Bladder Cancer Treatment (PDQ®): Treatment - Health Professional Information [NCI] - Stage 0 Bladder Cancer
Stage 0 bladder cancer is defined by the following TNM classifications:
Ta, N0, M0
Tis, N0, M0
Patients with stage 0 bladder tumors can be cured by a variety of treatments, even though the tendency for new tumor formation is high. In a series of patients with Ta or T1 tumors, who were followed for a minimum of 20 years or until death, the risk of bladder cancer recurrence following initial resection was 80%. Patients at greatest risk of recurrent disease are those whose tumors are large, poorly differentiated, multiple, or associated with nuclear p53 overexpression. In addition, patients with carcinomain situ (Tis) or dysplasia of grossly uninvolved bladder epithelium are at greater risk of recurrence and progression.[1,2,3]
In its early stages, bladder cancer may not have obvious symptoms. In the later stages, symptoms of bladder cancer may include:
Bloody urine, most often painless, is the most common symptom. The urine color ranges from faintly rusty to deep red, sometimes containing blood clots. Blood traces, invisible to the naked eye, may show up in tests of urine samples.
Frequent urinary tract infections, painful urination, a need to urinate often, and difficulty holding in urine.
Transurethral resection (TUR) and fulguration are the most common and conservative forms of management. Careful surveillance of subsequent bladder tumor progression is important. One retrospective series addressed the value of performing a second TUR within 2 to 6 weeks of the first.[Level of evidence: 3iiDiv] A second TUR performed on 38 patients with Tis or Ta disease found that nine patients (24%) had lamina propria invasion (T1) and three patients (8%) had muscle invasion (T2). Such information may change the definitive management options in these individuals.
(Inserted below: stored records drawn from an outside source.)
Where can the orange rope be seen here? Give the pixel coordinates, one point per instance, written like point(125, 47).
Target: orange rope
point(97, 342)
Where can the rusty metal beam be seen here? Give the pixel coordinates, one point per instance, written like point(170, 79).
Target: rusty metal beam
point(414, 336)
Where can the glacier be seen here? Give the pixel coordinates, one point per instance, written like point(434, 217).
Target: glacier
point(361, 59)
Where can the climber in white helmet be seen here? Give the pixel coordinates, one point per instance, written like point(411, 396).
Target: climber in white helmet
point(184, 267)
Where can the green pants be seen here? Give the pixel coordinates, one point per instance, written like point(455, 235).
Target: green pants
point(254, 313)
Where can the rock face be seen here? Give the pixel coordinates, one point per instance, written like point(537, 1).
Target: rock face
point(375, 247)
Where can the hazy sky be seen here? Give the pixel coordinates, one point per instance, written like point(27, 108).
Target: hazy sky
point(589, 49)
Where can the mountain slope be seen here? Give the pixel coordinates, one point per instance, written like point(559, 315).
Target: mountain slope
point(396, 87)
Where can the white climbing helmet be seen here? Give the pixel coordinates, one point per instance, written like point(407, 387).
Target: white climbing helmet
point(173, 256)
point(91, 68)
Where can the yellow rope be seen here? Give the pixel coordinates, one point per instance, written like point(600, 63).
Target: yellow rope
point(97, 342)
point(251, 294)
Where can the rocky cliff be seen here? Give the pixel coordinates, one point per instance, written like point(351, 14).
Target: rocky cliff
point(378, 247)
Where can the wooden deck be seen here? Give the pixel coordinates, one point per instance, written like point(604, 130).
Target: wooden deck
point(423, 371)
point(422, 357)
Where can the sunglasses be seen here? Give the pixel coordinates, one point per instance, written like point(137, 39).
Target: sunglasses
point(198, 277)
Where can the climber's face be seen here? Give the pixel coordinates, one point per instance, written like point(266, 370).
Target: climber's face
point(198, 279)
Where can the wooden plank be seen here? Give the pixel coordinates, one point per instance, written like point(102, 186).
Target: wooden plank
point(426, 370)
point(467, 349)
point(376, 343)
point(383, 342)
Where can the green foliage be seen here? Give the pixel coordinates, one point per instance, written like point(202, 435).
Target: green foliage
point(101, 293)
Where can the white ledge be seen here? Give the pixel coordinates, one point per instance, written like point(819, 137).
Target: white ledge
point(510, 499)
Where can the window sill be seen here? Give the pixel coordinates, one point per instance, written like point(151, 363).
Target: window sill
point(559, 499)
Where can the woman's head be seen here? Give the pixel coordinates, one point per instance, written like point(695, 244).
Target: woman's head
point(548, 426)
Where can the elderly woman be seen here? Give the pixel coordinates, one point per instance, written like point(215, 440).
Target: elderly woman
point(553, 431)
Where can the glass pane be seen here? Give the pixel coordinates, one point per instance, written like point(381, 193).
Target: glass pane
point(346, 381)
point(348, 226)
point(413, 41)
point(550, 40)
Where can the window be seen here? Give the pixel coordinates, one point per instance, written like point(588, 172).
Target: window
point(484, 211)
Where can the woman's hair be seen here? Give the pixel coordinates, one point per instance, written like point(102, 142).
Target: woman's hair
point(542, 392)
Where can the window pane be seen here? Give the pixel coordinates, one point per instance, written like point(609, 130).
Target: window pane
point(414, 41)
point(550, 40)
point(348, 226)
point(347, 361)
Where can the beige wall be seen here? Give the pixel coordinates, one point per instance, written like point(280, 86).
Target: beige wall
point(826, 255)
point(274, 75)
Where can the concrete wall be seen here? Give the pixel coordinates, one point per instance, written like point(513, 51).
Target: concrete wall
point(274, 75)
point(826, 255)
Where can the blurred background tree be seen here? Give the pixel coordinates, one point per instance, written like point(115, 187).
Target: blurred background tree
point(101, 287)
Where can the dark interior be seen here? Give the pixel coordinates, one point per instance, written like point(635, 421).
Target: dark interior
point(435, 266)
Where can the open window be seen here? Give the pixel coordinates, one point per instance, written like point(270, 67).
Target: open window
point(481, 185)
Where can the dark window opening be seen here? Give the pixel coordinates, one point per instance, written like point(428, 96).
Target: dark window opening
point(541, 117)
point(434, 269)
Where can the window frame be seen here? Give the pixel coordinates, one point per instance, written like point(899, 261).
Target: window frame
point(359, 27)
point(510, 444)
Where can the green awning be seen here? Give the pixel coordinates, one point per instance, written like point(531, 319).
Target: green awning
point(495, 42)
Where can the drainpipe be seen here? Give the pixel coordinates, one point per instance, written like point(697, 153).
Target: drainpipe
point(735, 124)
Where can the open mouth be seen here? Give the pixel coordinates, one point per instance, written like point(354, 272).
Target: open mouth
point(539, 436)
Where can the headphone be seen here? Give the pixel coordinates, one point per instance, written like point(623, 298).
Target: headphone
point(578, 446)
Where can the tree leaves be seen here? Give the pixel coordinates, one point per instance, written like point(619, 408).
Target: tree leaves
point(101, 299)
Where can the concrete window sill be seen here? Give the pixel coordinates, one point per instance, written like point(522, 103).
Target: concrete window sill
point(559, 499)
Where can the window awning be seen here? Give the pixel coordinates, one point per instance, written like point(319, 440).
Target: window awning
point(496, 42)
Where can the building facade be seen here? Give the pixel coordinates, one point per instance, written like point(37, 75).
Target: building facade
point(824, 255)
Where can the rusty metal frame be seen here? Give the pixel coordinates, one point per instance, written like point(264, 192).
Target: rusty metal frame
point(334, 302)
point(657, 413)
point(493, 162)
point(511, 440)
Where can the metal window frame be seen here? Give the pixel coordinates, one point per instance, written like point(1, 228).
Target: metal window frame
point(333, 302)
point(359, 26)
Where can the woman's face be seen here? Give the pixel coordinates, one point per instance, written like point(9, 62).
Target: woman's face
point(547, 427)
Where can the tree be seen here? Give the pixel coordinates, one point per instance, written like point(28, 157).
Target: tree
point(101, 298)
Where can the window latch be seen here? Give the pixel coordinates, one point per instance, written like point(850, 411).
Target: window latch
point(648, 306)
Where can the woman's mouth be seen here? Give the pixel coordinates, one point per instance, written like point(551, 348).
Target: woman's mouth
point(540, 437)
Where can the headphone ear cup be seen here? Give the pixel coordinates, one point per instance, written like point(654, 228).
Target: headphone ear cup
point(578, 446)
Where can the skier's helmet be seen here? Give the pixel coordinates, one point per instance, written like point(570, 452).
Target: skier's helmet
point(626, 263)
Patients who require more aggressive forms of treatment are those with extensive multifocal recurrent disease and/or other unfavorable prognostic features. Segmental cystectomy is applicable to only a small minority of patients because of the tendency of bladder carcinoma to involve multiple regions of the bladder mucosa and to occur in areas that cannot be segmentally resected.
Intravesical therapy with thiotepa, mitomycin, doxorubicin, or bacillus Calmette-Guérin (BCG) is most often used in patients with multiple tumors or recurrent tumors or as a prophylactic measure in high-risk patients after TUR. Administration of intravesical BCG plus subcutaneous BCG following TUR was compared with TUR alone in patients with Ta and T1 lesions. Treatment with BCG delayed progression to muscle-invasive and/or metastatic disease, improved bladder preservation, and decreased the risk of death from bladder cancer.[5,6]
A randomized study of patients with superficial bladder cancer also reported a decrease in tumor recurrence in patients given intravesical and percutaneous BCG compared with controls. Two nonconsecutive 6-week treatment courses with BCG may be necessary to obtain optimal response. Patients with a T1 tumor at the 3-month evaluation after a 6-week course of BCG and patients with Tis that persists after a second 6-week BCG course have a high likelihood of developing muscle-invasive disease and should be considered for cystectomy.[8,9,10]
Another randomized study that compared intravesical and subcutaneous BCG with intravesical doxorubicin showed better response rates and freedom from recurrence with the BCG regimen for recurrent papillary tumors as well as for Tis. A randomized trial from the Swedish-Norwegian Bladder Cancer Group compared 2 years of intravesical treatment with mitomycin C versus BCG. No difference was observed in tumor progression or overall survival (OS) between the two arms at 5 years.[Level of evidence: 1iiDii] Although BCG may not prolong OS for Tis disease, it appears to afford complete response rates of about 70%, thereby decreasing the need for salvage cystectomy.